Mais cet évangile nous apprend quelque chose de bien grand sur Jésus.
À travers les deux exemples qu’il raconte aux pharisiens, celui du roi David qui avaient mangé le pain des offrandes et celui des prêtres qui manquent au repos le jour du sabbat, on se doit de reconnaître que le premier souci de Jésus n’est pas de faire respecter la loi à la manière des pharisiens. On comprend que s’il s’est fait présent dans notre monde, ce n’est pas pour sauver la loi parce qu’il avait un autre but bien plus grand.
Ce qui préoccupe Jésus, ce sont les personnes qu’il voit dans une grande détresse et qu’il veut sauver. Ce sont ces hommes et ces femmes que Dieu aime et à qui il veut se communiquer. Jésus est venu dans le monde pour nous révéler l’amour du Père. Ce qui l’inspire et le guide dans toutes ses démarches, c’est vraiment l’amour des hommes, le souci de les tirer de leur détresse, de les arracher à leur déchéance, de leur rendre la dignité et la joie. Il n’y a aucune loi qui peut faire ça.
À la fin de son débat avec les pharisiens, Jésus ajoute : « Il y a ici plus grand que le Temple. » Jésus est le nouveau maître du sabbat. Il nous le donne comme une faveur et une obligation, une faveur où il vient nous donner le repos de Dieu; une obligation qui nous invite à le chercher nous-même parce que c’est toujours en lui qu’on peut trouver le véritable repos. « Venez à moi, vous qui pliez sous le poids du fardeau, et moi, je vous procurerai le repos. »

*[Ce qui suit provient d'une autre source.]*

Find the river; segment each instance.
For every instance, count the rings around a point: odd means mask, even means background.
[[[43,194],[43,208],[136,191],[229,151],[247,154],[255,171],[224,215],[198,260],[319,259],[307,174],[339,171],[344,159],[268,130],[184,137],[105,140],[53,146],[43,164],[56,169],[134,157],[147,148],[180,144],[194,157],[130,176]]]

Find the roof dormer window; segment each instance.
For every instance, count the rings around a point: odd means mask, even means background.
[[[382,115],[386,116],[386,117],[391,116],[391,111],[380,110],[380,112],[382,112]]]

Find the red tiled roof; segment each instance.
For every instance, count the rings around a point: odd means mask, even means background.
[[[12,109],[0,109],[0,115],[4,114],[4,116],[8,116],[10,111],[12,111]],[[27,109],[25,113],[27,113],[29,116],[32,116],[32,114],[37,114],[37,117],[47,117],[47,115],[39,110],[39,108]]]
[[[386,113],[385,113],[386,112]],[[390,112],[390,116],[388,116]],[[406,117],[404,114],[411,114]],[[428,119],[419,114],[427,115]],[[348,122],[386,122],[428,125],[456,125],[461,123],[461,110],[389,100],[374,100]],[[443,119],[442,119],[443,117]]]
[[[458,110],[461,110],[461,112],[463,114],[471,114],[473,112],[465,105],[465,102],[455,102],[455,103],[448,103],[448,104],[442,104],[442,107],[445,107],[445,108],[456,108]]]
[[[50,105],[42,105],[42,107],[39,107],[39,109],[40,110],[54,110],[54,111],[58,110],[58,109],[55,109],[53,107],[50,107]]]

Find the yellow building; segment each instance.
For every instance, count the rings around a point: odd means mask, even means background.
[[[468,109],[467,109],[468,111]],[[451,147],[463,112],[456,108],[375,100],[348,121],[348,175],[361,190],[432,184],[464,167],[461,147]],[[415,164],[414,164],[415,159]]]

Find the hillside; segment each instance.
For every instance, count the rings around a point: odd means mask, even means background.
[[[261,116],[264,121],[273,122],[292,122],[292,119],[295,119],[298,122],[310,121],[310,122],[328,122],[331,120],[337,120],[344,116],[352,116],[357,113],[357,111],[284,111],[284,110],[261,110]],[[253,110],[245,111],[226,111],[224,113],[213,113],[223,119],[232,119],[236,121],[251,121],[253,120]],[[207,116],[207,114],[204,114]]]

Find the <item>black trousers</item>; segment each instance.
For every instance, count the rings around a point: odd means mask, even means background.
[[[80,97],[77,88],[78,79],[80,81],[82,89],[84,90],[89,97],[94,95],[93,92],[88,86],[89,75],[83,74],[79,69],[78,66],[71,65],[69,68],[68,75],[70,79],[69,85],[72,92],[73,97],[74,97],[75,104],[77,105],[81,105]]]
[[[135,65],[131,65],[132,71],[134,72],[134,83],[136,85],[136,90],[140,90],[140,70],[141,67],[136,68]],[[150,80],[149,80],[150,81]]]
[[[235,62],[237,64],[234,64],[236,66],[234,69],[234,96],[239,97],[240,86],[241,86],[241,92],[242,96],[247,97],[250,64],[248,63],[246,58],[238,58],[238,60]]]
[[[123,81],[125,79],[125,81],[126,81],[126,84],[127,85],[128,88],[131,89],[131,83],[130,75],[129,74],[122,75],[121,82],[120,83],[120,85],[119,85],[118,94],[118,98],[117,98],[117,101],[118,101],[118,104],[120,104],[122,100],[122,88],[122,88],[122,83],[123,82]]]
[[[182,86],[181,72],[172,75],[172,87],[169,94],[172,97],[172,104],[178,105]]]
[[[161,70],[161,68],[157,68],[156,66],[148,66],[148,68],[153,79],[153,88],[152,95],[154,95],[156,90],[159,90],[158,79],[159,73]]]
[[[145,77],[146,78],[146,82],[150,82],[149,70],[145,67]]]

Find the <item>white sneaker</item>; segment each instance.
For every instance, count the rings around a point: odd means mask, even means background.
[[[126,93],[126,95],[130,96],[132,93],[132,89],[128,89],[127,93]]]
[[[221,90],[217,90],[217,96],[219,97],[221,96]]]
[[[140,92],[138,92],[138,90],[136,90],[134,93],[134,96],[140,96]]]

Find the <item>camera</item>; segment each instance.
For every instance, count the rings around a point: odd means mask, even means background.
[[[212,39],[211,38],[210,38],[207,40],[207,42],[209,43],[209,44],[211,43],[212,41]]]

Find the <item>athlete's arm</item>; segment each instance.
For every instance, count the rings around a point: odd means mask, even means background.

Et Jésus ajoute : « Je veux la miséricorde et non le sacrifice. » On a entendu cette même parole, il n’y a pas longtemps, lorsque Jésus mangeait avec les pécheurs après avoir appelé Matthieu. Cette petite phrase exprime tout le comportement de Jésus. Cette phrase exprime la priorité de l’amour sur tout autre commandement. À travers cette parole, Jésus vient nous dire ce qu’il attend de nous. Pour nous les chrétiens, l’amour est notre programme de vie, notre loi fondamentale, le critère de notre comportement.